Well then...i agree. I don't think that is dissimilar to what I said. The point that restricting access to the market is bullshit. I think I said that. And the point I made re regulation is so that health/quality is dealt with and that is a good thing.

At least you seem consistent in your lack of comprehension and your ass out overreaction as a result.

Have another beer.

banyon
06-12-2011, 11:34 AM
Uh, not that I agree with what's being done here, which sounds mercantilist ( Similar to the Koch brothers funding Walker for no-bid energy contracts), but be careful when you use " selective application of deregulation." A free-market does have some regulation and it should be selective as well as limited. It depends on what and how is being regulated.



None of this is free-market. It's fascism/mercantilism ( Thank you Mr. Hamilton) Yes, the Rs have their own kind of fascist and mercantilists and some mistake certain Rs for free-market types. ( Like Cheney being touted as a successful businessman who's made his money off govt)

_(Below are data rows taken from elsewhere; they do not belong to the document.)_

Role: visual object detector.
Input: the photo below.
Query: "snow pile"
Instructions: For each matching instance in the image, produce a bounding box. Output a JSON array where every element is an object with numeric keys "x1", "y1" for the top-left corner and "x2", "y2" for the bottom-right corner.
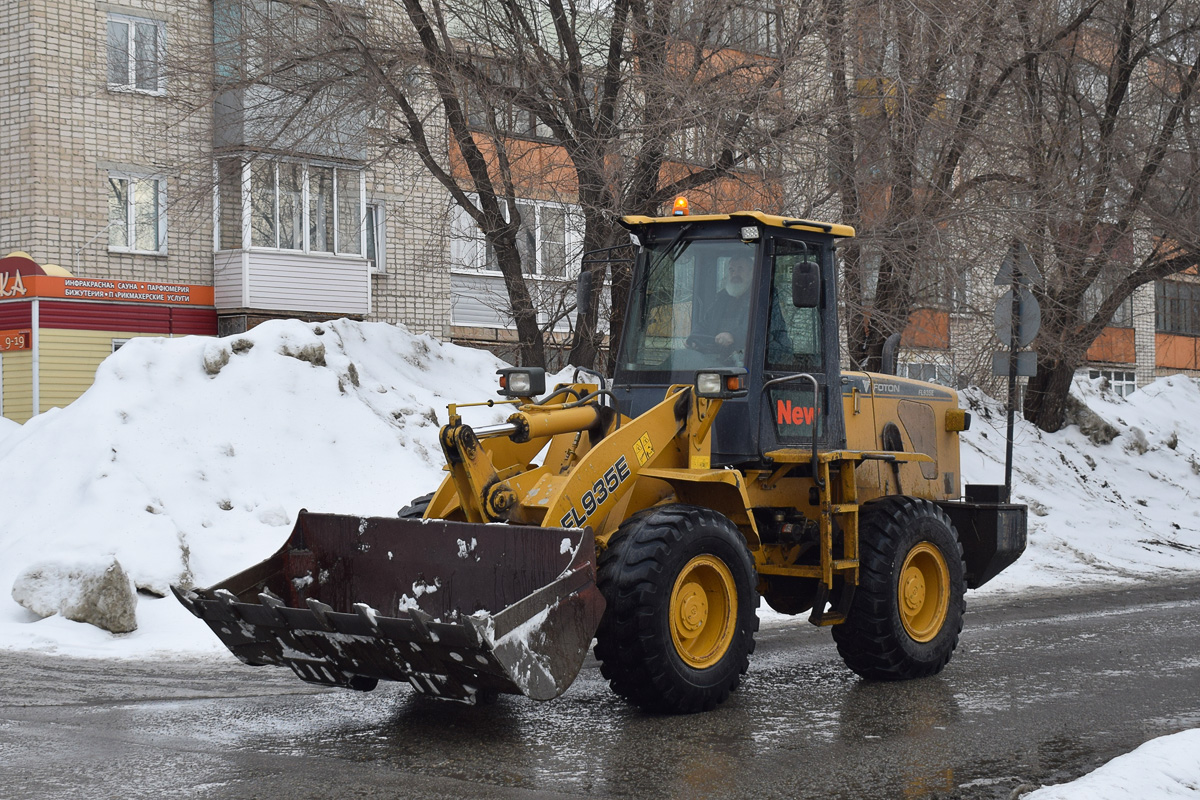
[
  {"x1": 0, "y1": 320, "x2": 506, "y2": 655},
  {"x1": 1021, "y1": 729, "x2": 1200, "y2": 800},
  {"x1": 961, "y1": 375, "x2": 1200, "y2": 593}
]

No. Hamilton didn't support anything like a restraint on trade. He supported subsidies to infant industries in a new country, which thankfully he had the common sense not to conflate with rhetorical objections like yours.

HonestChieffan
06-12-2011, 11:37 AM
No. Hamilton didn't support anything like a restraint on trade. He supported subsidies to infant industries in a new country, which thankfully he had the common sense not to conflate with rhetorical objections like yours.

i think shes referring to neo hamilton.

banyon
06-12-2011, 11:39 AM
i think shes referring to neo hamilton.

Yes, I know. It's the Hamilton of her imagination, the Boogeyman, who, much like the Boogeyman, doesn't and has never existed.

Radar Chief
06-13-2011, 09:31 AM
Homebrew is illegal to sell. Craft breweries don't run into health problems because sanitation is absolutely critical in the brewing process. I suppose there could be some nanobreweries out there who try to skimp out on quality control, but they are few and far between.

Correct. And if a place is serving food or drink to the public the FDA is going to have a say in the matter.

ClevelandBronco
06-13-2011, 10:20 AM
...(Like Cheney being touted as a successful businessman who's made his money off govt)...

I didn't realize that you opposed private businesses being contracted to provide goods and services more efficiently than the government can do it. Or is it profits you oppose?